Typographic improvements for Jekyll/kramdown

My blog is build with Jekyll and I write my posts with kramdown. This works nicely, but I wanted to implement some typographic subtleties that need support in the converter that produces the HTML. This blog post describes how I implemented this using some small Jekyll plugins. All of these plugins can be found on the plugin page of the blog.

No hyphenation for URLs

The blog enables hyphenation via CSS (hyphens: auto;). This works well, but certain content should not be hyphenated. URLs may contain dashes, so any additional hyphenation leads to the display of invalid URLs. While the actual link still works, the user will see the mangled string. Of course, I cannot simply disable hyphenation for links (<a> tags), since the link text may consist of normal words, such as this one. Hyphenation should be disabled only if the link text is an actual URL, like https://en.wikipedia.org/. For that I use a simple heuristic: If the link text and the actual link are the same, disable hyphenation. This is implemented by adding a class no-hyphenation to these links and disabling hyphenation with CSS.
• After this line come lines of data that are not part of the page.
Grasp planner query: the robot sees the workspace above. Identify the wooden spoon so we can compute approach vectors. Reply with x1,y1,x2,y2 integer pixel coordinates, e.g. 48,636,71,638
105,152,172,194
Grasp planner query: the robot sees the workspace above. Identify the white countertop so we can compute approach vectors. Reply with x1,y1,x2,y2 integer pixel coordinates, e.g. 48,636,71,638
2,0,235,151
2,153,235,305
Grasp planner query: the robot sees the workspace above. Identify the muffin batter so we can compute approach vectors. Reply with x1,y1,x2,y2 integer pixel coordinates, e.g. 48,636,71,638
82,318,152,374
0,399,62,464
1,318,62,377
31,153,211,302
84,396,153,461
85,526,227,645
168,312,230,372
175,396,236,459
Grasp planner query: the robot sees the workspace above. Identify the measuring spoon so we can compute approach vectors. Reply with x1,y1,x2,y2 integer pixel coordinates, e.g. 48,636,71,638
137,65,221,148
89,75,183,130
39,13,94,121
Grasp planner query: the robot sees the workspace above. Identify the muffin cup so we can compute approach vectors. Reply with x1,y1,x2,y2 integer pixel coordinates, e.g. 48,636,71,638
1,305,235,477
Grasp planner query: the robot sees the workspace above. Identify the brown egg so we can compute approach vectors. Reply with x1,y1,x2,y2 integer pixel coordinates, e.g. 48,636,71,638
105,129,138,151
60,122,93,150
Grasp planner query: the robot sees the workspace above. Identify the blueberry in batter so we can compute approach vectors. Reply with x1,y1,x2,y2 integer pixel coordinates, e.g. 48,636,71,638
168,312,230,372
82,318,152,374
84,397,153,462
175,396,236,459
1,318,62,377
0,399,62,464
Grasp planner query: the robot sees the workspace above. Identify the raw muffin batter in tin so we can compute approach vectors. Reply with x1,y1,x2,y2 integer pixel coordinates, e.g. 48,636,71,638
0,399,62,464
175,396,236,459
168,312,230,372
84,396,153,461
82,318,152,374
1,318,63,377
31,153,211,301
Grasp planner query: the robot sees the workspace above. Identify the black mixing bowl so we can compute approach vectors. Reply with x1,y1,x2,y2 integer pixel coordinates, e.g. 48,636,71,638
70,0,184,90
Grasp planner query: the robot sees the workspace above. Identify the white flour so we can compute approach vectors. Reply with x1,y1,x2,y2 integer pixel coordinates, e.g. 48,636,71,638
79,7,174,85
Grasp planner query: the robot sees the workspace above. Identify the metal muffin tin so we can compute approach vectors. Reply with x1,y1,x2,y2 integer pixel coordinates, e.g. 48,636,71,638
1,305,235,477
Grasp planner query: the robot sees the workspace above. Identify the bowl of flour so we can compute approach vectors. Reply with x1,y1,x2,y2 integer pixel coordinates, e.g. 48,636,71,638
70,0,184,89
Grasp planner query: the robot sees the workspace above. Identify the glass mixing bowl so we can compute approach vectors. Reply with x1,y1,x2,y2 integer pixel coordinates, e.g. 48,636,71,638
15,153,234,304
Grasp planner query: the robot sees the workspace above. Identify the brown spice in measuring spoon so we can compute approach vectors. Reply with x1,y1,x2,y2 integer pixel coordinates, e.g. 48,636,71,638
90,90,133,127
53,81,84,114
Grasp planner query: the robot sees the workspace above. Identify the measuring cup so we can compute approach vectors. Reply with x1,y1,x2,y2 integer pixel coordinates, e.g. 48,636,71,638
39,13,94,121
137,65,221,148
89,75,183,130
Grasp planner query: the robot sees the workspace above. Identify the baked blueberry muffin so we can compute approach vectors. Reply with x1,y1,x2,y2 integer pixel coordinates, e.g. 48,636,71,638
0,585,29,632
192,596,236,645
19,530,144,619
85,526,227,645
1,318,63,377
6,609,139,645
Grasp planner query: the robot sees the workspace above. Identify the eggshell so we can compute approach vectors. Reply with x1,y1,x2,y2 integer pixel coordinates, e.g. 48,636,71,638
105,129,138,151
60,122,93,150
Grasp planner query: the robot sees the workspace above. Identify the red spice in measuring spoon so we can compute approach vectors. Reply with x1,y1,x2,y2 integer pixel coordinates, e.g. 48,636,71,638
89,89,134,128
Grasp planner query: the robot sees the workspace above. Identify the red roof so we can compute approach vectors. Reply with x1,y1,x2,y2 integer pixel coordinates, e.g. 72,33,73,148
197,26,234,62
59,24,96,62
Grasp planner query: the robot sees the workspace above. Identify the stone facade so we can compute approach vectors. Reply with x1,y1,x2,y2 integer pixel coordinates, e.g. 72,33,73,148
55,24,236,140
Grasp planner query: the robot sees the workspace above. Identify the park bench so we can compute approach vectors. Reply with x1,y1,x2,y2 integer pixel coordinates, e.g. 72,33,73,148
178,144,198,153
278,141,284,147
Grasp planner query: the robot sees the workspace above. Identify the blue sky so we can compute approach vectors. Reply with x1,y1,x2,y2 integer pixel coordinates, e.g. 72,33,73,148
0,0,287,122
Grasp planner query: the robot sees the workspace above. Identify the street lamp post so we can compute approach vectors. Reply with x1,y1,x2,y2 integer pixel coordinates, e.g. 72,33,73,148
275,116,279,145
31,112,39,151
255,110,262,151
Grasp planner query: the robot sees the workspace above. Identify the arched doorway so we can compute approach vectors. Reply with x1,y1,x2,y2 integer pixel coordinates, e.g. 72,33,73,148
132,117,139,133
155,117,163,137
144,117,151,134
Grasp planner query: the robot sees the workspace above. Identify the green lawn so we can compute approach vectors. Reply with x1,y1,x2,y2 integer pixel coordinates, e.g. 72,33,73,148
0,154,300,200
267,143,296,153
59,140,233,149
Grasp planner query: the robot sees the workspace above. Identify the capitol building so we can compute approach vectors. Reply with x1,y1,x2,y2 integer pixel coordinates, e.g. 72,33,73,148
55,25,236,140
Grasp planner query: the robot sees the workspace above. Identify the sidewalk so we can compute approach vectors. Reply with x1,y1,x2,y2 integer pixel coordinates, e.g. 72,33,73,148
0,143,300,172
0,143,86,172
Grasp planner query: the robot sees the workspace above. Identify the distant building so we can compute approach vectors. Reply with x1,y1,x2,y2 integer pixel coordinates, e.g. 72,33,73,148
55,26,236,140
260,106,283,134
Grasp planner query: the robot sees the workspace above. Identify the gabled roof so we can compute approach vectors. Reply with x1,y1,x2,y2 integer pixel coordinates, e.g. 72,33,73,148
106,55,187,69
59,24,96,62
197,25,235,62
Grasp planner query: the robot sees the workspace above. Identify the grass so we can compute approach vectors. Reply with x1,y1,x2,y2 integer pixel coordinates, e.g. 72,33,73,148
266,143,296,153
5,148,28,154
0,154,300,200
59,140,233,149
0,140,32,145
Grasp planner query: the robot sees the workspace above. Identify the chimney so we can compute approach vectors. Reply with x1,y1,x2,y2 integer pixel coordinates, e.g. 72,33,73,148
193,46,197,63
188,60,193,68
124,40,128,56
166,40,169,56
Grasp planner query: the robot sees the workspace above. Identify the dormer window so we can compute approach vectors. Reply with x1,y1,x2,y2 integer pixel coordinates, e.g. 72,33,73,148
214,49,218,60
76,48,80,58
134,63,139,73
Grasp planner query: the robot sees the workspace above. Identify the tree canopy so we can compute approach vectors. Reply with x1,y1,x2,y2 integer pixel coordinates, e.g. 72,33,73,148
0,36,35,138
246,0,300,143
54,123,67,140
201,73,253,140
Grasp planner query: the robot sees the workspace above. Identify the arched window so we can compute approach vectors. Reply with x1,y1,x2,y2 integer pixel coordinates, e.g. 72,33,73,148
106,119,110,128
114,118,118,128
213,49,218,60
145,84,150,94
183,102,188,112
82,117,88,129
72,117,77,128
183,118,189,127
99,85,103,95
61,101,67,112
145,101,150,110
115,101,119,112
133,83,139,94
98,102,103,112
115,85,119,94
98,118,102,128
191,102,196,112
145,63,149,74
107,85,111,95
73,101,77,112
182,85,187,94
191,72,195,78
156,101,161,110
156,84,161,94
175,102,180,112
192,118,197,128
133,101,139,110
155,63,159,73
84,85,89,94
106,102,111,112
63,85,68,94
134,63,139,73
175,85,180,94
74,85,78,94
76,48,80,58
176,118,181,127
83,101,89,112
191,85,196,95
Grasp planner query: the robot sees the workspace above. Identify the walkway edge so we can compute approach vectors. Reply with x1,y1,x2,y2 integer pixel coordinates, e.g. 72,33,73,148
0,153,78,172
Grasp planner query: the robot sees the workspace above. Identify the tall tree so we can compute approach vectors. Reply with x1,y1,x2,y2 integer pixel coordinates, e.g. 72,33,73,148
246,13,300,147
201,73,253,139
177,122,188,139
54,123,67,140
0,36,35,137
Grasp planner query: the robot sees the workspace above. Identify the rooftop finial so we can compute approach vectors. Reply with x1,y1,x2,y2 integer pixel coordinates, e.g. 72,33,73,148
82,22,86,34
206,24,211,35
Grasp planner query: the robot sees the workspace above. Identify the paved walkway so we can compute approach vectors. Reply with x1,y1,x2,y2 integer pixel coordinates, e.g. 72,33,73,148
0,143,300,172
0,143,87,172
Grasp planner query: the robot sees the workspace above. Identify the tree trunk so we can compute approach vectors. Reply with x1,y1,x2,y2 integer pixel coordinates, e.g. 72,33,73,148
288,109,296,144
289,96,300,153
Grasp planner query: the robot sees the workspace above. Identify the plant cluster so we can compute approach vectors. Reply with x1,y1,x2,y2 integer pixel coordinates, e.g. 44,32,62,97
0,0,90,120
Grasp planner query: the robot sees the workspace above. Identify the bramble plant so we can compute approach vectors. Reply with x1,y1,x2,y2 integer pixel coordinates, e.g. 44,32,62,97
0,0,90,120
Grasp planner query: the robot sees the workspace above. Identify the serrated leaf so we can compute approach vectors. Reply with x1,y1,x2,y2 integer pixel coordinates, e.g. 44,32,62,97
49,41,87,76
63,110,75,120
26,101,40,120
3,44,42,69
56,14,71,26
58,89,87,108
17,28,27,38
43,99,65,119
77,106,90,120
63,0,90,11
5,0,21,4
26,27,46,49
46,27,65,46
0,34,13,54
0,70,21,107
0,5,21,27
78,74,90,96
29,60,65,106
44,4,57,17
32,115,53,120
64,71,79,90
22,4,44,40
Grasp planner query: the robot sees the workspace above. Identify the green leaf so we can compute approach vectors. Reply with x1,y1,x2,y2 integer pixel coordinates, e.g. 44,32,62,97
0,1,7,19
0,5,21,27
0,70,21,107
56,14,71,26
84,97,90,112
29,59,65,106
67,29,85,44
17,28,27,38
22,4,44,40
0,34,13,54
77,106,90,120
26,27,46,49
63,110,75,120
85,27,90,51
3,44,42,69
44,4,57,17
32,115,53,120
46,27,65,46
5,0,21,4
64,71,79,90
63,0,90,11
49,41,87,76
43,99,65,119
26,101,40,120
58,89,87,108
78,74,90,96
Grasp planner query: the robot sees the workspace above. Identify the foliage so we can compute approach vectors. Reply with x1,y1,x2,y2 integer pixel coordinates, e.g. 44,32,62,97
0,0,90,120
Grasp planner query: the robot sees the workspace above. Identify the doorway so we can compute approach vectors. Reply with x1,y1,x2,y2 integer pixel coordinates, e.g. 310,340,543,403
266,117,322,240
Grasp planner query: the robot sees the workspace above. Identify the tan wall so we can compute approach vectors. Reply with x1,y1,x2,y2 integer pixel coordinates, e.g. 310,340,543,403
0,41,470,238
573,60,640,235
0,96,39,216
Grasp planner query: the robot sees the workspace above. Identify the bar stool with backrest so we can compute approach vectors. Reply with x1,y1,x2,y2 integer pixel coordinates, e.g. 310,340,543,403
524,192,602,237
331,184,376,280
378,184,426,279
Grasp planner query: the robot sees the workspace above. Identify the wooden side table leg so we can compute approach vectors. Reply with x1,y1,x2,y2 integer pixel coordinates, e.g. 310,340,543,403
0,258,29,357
The Jekyll plugin (at the time of writing) subclasses the kramdown HTML converter to modify how kramdown produces links:

class Kramdown::Converter::TBHtml < Kramdown::Converter::Html
  def convert_a(el, indent)
    link_text = inner(el, indent)
    if el.attr["href"] == link_text
      if el.attr.key?("class")
        el.attr["class"] += " no-hyphenation"
      else
        el.attr["class"] = "no-hyphenation"
      end
    end
    super(el, indent)
  end
end

This simply adds a class no-hyphenation to the <a> element if the link equals the link text. This class can then be styled using CSS. In case the automatic detection fails, you can still add the class manually. The CSS is very simple:

.post-content {
    hyphens: auto;
}
.post-content .no-hyphenation {
    hyphens: manual;
}

The final missing piece is how to make Jekyll use this generator. First, we need to register a new Markdown dialect:

class Jekyll::Converters::Markdown
  class KramdownTB < KramdownParser
    def convert(content)
      Kramdown::Document.new(content, @config).to_t_b_html
    end
  end
end

This code subclasses the standard kramdown converter in order to keep all its features intact. Finally, add something like the following to _config.yml:

markdown: KramdownTB

I unimaginatively used my initials and named the converter KramdownTB, but the name does not matter. If adapting this code, you should take note of the magic in the above Ruby snippet: The name of the converter class (TBHtml) is mangled into the function to_t_b_html, i.e., every uppercase letter is converted to lowercase followed by an underscore.

Adding space to ALL CAPS

If you use all caps text, you usually want to add some letterspacing. Why? Because it is easier to read and looks better: lammps vs. LAMMPS. The effect is subtle, but I think it improves legibility. While one should generally avoid all caps text, the appearance of acronyms is also improved. Therefore, I wanted this on my blog.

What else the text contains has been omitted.